Help! Meaning of "cv"
wparrott at uga.cc.uga.edu
Wed Oct 4 17:07:05 EST 1995
In article <DFxBsE.tKo at ns1.nodak.edu> dahleen at badlands.NoDak.edu (Lynn S Dahleen) writes:
>From: dahleen at badlands.NoDak.edu (Lynn S Dahleen)
>Subject: Re: Help! Meaning of "cv"
>Date: Wed, 4 Oct 1995 12:24:13 GMT
>Joao Miranda (jmiranda) wrote:
>: I need to know what is the meaning of the abbreviation "cv" on following
>: - Samples of 16 species and cv of pineapples were analysed for
>: bromelain activity.
>The cv above probably means "cultivar", which are unique genotypes bred
>by plant breeders for specific traits.
Let's also get rid of the idea that cultivars are unique genotypes.

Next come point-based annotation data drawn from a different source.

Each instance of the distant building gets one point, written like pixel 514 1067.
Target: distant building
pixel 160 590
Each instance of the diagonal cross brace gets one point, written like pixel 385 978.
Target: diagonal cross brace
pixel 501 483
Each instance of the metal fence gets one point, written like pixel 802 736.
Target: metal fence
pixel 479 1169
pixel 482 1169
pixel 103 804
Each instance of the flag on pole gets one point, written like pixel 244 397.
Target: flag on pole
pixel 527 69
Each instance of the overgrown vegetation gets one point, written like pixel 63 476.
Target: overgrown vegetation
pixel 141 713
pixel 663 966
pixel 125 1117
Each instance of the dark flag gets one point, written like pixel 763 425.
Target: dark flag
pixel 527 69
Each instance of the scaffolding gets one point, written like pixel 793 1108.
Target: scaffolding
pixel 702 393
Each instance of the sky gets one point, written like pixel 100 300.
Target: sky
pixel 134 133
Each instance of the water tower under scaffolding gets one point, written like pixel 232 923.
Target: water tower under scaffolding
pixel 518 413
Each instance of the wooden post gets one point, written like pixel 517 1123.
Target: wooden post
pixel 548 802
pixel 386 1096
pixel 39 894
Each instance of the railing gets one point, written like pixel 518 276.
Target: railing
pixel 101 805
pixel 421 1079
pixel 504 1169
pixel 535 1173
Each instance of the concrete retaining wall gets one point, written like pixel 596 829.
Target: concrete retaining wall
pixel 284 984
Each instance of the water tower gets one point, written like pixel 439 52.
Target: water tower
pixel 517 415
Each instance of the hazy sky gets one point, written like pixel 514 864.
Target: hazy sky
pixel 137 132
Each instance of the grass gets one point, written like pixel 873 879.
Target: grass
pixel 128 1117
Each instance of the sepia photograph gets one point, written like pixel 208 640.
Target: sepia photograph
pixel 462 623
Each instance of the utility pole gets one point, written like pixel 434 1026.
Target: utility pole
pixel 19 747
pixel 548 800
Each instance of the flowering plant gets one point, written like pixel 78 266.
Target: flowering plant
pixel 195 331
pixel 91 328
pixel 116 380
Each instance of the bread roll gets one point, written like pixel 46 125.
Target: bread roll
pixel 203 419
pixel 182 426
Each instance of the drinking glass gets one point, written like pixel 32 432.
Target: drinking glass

While some cultivars are unique genotypes (i.e., asexually progated cultivars,
hybrids, and self-pollinated cultivars derived from a single, homozygous
seed), the rest would not be. This includes cultivars of cross-pollinated,
seed derived crops, and cultivars consisting of blends or mixtures of
self-pollinated crops (including early-generation composites).
A simple definition for a cultivar is from Fehr's Principles of Cultivar
Development. It states that
"Variety: Subdivision of species for taxonomic classification. Used
interchangeably genetically with the term cultivar to denote a group of
individuals that are distinct genetically from other groups of individuals in
Thus, the individuals in a cultivar are expected to have a distinguishing
genetic characteristic in common, but other than that, need not be of the same
Finally, there is nothing to say that a cultivar must be the result of a
breeding program. Land races, ecotypes (whatever may be the difference
between these two terms), and even individual genotypes collected from the
wild have at various times been released as cultivars.